Symptom Code Guidelines in ICD-10-CM (R-Codes)

Chapter 18 of ICD-10-CM (R00-R99) covers Symptoms, Signs, and Abnormal Clinical and Laboratory Findings, Not Elsewhere Classified. These codes represent conditions that have not been definitively diagnosed or clinical findings that are not explained by a confirmed condition. Understanding when to use — and when NOT to use — symptom codes is essential for accurate coding.

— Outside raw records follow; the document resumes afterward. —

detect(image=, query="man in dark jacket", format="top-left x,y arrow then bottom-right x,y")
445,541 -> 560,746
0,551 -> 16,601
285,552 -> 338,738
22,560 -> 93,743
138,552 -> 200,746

See all ICD-10 coding guidelines for related sequencing and specificity rules.

When to Use Symptom Codes

Per Section I.B.4-6 of the Official Guidelines, symptom codes are appropriate in these situations:

  • No definitive diagnosis established: When the patient presents with symptoms and workup has not yet identified the underlying cause
  • Symptom not integral to a confirmed diagnosis: When the symptom is not routinely part of the diagnosed condition
  • Outpatient encounters without confirmed diagnosis: Code the reason for the visit (symptom) when no definitive condition is identified
  • Abnormal findings prompting further investigation: Lab or imaging findings that require follow-up

Official Guideline Reference

Section I.B.4: "Codes that describe symptoms and signs, as opposed to diagnoses, are acceptable for reporting purposes when a related definitive diagnosis has not been established (confirmed) by the provider."

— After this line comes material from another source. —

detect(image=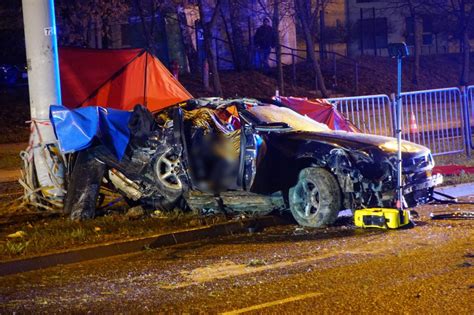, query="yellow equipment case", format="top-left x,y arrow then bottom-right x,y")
354,208 -> 410,229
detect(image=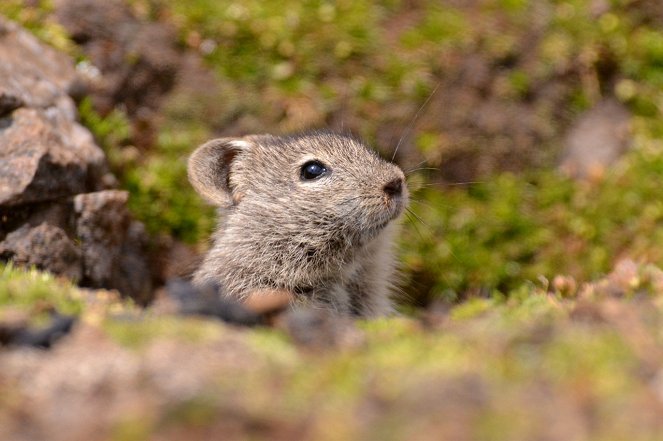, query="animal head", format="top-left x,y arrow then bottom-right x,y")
188,132 -> 408,264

When NOT to Use Symptom Codes

Symptom codes should NOT be assigned when:

  • A definitive diagnosis explains the symptom: Do not code the symptom separately if it is integral to the diagnosis
  • The symptom is routinely associated with the disease: These are considered "integral symptoms"
  • A combination code captures both: Use the combination code instead of separate symptom and diagnosis codes

The Integral Symptom Rule

The integral symptom rule is one of the most important concepts in symptom code usage. Signs and symptoms that are routinely associated with a disease process should not be coded separately from the definitive diagnosis.

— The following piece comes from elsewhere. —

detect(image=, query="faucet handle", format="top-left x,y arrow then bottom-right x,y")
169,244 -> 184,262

Examples of Integral Symptoms (Do NOT code separately)

Definitive Diagnosis Integral Symptom (Do NOT code)
Acute myocardial infarction (I21.4) Chest pain (R07.9)
Pneumonia (J18.9) Cough (R05.9), Fever (R50.9)
Urinary tract infection (N39.0) Dysuria (R30.0), Frequency (R35.0)
Migraine (G43.-) Headache (R51.9), Nausea (R11.0)
Appendicitis (K35.-) Abdominal pain (R10.9)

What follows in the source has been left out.